We are very curious, however, to know why TIME always ascribes the nattering epithet "handsome" when referring to Germany's Adolf Hitler? Neither of us thinks so. Is it because of some hidden beauty?

LILLIAN MENDES WALTER A. MENDES Trinidad, B. W. I.

One of the curiosities of the Nazi movement is that, ceaselessly preaching the subservience of women, it has always gained much of its strength from women voters. Not TIME but the ladies of Bavaria, in 1923, coined the phrase Der Schone Adolf.--ED.

Address

Sirs:

I would rather do without my meal than miss my copy of TIME and I am positive that you have readers all over the world who consider it one of the few magazines they would not wish to do without.

I should like to offer the suggestion that you publish your cable address on the masthead of your magazine. I feel that very often readers may wish to cable you either something of news interest or for other reasons which may make this information invaluable to readers all over the world. . . .

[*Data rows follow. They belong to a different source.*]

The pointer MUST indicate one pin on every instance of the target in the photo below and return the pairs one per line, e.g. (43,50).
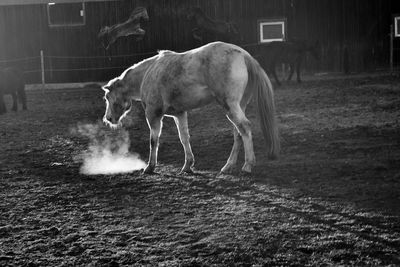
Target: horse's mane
(137,11)
(163,52)
(124,73)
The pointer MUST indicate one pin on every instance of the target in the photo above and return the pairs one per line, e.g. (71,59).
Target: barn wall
(360,26)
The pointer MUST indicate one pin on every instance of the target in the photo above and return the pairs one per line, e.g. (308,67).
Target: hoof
(148,170)
(246,168)
(227,169)
(188,171)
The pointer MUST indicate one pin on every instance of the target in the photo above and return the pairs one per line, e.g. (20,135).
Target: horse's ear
(106,88)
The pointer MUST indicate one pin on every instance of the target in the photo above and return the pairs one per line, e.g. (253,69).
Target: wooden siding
(361,26)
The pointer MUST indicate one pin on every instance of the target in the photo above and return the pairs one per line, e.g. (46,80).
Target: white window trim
(262,23)
(396,30)
(70,24)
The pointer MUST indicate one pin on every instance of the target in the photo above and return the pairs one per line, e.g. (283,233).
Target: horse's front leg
(298,66)
(155,125)
(183,130)
(291,71)
(15,101)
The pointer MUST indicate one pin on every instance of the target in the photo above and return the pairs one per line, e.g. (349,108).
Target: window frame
(271,21)
(66,25)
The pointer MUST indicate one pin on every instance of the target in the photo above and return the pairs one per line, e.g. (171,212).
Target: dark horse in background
(109,34)
(12,82)
(224,31)
(289,52)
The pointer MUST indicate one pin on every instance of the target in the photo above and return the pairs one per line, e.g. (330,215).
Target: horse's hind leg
(3,108)
(291,72)
(183,130)
(155,125)
(243,125)
(237,143)
(22,97)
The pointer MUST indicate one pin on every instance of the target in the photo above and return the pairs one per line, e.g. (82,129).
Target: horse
(290,52)
(12,82)
(109,34)
(170,84)
(225,30)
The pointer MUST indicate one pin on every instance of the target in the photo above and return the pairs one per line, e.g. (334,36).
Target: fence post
(42,68)
(391,48)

DAVID BADER Universal Pictures Ltd. London

TIME'S cable address is"Timeinc."--ED.

Mr. Jesse & Employes

Sirs:

Yes, Mr. Jesse Isidor Straus did summon his employes to a mass meeting, and ask them to rite their legislators protesting a general retail sales tax.

He did not, however, say or imply, as you reported in your March 20 issue, that if they neglected to do so, some of them would lose their jobs. You have put a careless, if not false, interpretation upon his statements. I was at the mass meeting and heard exactly what was said, and in the interest of accuracy I am about to ask our General Manager to send your staff a season ticket for private Macy meetings so that in the future you won't have to rely on gossip.

There was nothing sinister in Mr. Jesse's request: on the contrary it was simply a sincere attempt to inform Macy employes of a situation extremely pertinent to the welfare of all retail employes. (Incidentally it was the first time the Strauses had ever sought to convey to Macy employes their own views on matters of public policy.) . . .

No attempt was made to find out which employes followed his suggestion to write their legislators; in fact, there is no record of those who did, or of those who did not.

I am sending you this information in order that you may disabuse the minds of your readers of any thought that in what Mr. Jesse said, there was the slightest suggestion of intimidation, or a statement that could be considered as applying exclusively to Macy's.

MARGARET FISHBACK New York City

Rather Fast Thinking

Sirs:

I was surprised to read your article in the Feb. 27 issue which relates to the broadcast of the attempted assassination of President-elect Roosevelt and infers that Mr. Mizer was at fault in handling this broadcast.

In order to set the record straight I would like to give you an outline of just exactly what happened:

When Station WQAM set up to make the broadcast immediately preceding President-elect Roosevelt's arrival at the park the crew that was handling the public address for the city decided that instead of trying to use their own microphone for the public address system that they would pick up Station WQAM broadcast on a receiver and put it out over the public address system in the park. At the time no objections were seen to this arrangement.

The broadcast proceeded satisfactorily until the shots were fired and this was picked up by the Station, reproduced on the public address, as well as shouts "Get that man" etc. Inasmuch as there were some 25,000 people in the crowd, including the usual percentage of women and children, it required some rather fast thinking to decide whether or not to proceed with the broadcast and create a panic, which no doubt would have resulted in accidents and deaths as the result of a stampede, or whether to take some steps to quiet the crowd, as there was no way to cut the public address system off from the point where our broadcaster was picking it up; he tried to quiet the crowd by stating that what sounded like shots was the camera man's flashlight bombs and he was successful in quieting the crowd to the extent that the threatencvl stampede was prevented. . . .

F. W. BORTOX President Miami Broadcasting Co. WQAM Miami, Fla.